Statistical analyses
Descriptive statistics as well as frequencies of questionnaire responses were analyzed for all participants who completed the risk questionnaire. Various exclusions within the dataset took place for further analyses based on missing data that was attributable to participant error, data entry error, or the participant’s unwillingness to provide a blood sample. Figure 1 shows the participant flow diagram for the PRE-PAID risk questionnaire administration.
A comparison of the two methods for determining HbA1c was performed using the Bland-Altman method [18] to detect any potential biases between the two methods of analysis. All analyses described in this investigation were performed using a two-sided 5% level for significance.
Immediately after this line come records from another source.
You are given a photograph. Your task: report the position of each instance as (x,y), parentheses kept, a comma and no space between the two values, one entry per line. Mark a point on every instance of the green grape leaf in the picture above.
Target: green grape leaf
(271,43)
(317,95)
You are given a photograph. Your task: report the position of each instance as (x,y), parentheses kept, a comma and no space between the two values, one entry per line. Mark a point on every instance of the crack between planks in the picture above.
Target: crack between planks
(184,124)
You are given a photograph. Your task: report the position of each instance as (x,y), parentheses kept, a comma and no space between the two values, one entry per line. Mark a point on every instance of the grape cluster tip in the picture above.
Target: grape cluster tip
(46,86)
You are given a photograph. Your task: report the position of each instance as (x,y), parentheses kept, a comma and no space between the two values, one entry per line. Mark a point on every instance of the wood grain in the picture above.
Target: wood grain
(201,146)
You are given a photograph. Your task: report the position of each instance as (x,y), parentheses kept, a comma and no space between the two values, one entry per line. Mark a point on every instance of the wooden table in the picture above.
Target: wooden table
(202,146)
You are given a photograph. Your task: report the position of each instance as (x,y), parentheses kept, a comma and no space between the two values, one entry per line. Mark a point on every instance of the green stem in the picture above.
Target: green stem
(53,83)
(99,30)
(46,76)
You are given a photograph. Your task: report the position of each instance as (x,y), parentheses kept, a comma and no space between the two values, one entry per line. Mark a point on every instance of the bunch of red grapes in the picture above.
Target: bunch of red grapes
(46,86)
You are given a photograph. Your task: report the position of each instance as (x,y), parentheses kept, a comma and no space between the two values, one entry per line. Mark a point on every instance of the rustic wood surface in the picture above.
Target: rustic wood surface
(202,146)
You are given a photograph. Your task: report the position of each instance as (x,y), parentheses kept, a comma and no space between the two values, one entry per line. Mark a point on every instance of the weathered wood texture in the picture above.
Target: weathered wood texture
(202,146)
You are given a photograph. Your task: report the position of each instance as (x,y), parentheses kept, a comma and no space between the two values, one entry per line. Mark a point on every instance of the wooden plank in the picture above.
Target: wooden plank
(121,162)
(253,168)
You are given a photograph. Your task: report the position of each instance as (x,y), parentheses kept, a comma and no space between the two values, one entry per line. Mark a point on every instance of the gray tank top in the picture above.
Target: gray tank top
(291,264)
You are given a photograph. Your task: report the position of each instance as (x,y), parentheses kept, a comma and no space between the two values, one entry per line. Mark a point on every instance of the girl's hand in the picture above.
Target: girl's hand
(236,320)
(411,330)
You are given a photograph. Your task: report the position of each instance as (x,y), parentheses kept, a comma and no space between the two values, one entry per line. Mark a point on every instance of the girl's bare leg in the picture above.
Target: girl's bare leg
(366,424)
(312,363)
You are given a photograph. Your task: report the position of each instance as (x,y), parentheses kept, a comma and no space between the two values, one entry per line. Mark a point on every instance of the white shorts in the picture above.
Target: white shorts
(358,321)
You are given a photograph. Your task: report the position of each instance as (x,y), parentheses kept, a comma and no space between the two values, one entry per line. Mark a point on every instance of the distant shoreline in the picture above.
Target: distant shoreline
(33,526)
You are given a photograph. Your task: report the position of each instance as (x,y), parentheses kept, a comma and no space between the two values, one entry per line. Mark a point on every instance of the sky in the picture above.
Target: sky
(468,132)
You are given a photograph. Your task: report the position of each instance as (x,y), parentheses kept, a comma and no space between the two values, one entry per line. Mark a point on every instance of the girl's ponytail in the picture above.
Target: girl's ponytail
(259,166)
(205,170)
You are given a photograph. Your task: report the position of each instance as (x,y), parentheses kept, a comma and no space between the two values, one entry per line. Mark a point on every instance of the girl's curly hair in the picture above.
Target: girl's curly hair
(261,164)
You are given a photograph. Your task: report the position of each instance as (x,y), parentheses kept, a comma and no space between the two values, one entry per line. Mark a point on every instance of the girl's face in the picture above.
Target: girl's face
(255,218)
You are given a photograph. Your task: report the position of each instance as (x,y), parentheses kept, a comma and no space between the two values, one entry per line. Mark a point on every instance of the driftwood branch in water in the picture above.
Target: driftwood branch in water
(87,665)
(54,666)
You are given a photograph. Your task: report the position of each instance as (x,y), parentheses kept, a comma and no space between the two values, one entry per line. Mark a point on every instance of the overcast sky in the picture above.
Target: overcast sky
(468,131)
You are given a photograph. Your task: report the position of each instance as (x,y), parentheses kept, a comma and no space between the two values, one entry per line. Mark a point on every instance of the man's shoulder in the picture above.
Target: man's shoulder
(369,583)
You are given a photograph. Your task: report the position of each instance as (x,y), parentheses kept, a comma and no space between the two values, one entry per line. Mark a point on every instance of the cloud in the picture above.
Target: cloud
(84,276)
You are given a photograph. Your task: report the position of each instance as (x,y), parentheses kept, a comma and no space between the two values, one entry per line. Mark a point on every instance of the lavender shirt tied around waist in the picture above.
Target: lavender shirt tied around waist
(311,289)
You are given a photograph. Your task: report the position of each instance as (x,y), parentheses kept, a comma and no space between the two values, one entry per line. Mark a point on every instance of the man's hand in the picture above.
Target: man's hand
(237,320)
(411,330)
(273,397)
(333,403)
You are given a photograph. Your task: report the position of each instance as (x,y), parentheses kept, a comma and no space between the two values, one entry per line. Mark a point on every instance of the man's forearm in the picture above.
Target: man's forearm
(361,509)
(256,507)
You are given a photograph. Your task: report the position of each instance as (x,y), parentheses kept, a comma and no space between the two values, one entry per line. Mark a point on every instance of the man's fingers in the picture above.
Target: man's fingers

ANOVA with post-hoc pairwise comparisons was performed using Tamhane’s T2 approach, which allows for unequal variances to compare risk classification based on the questionnaire score to mean HbA1c measured using the Bio-Rad device. Prior to analysis, the "Very High" and "Extreme" groups were merged because of a very small number of participants falling within the "Extreme" classification. From a clinical perspective, individuals within both of the highest risk groups would be strongly encouraged to visit a physician for further assessment regardless. In addition to the ANOVA, additional analyses including the area under the receiver-operator curve and examination of sensitivity and specificity were performed to examine reliability. These analyses used a cut-point of 6.5 which corresponds to the "moderate" risk category to better describe the ability of the risk questionnaire to predict dysglycemia defined by HbA1c ≥ 6.0%.
Finally, step-wise, backward elimination linear regression was performed to quantify the amount of variance in HbA1c values that was attributable to each of the variables included on the risk questionnaire. The Bland Altman plots were performed using GraphPad Prism 6 and all other analyses were performed using SPSS version 20.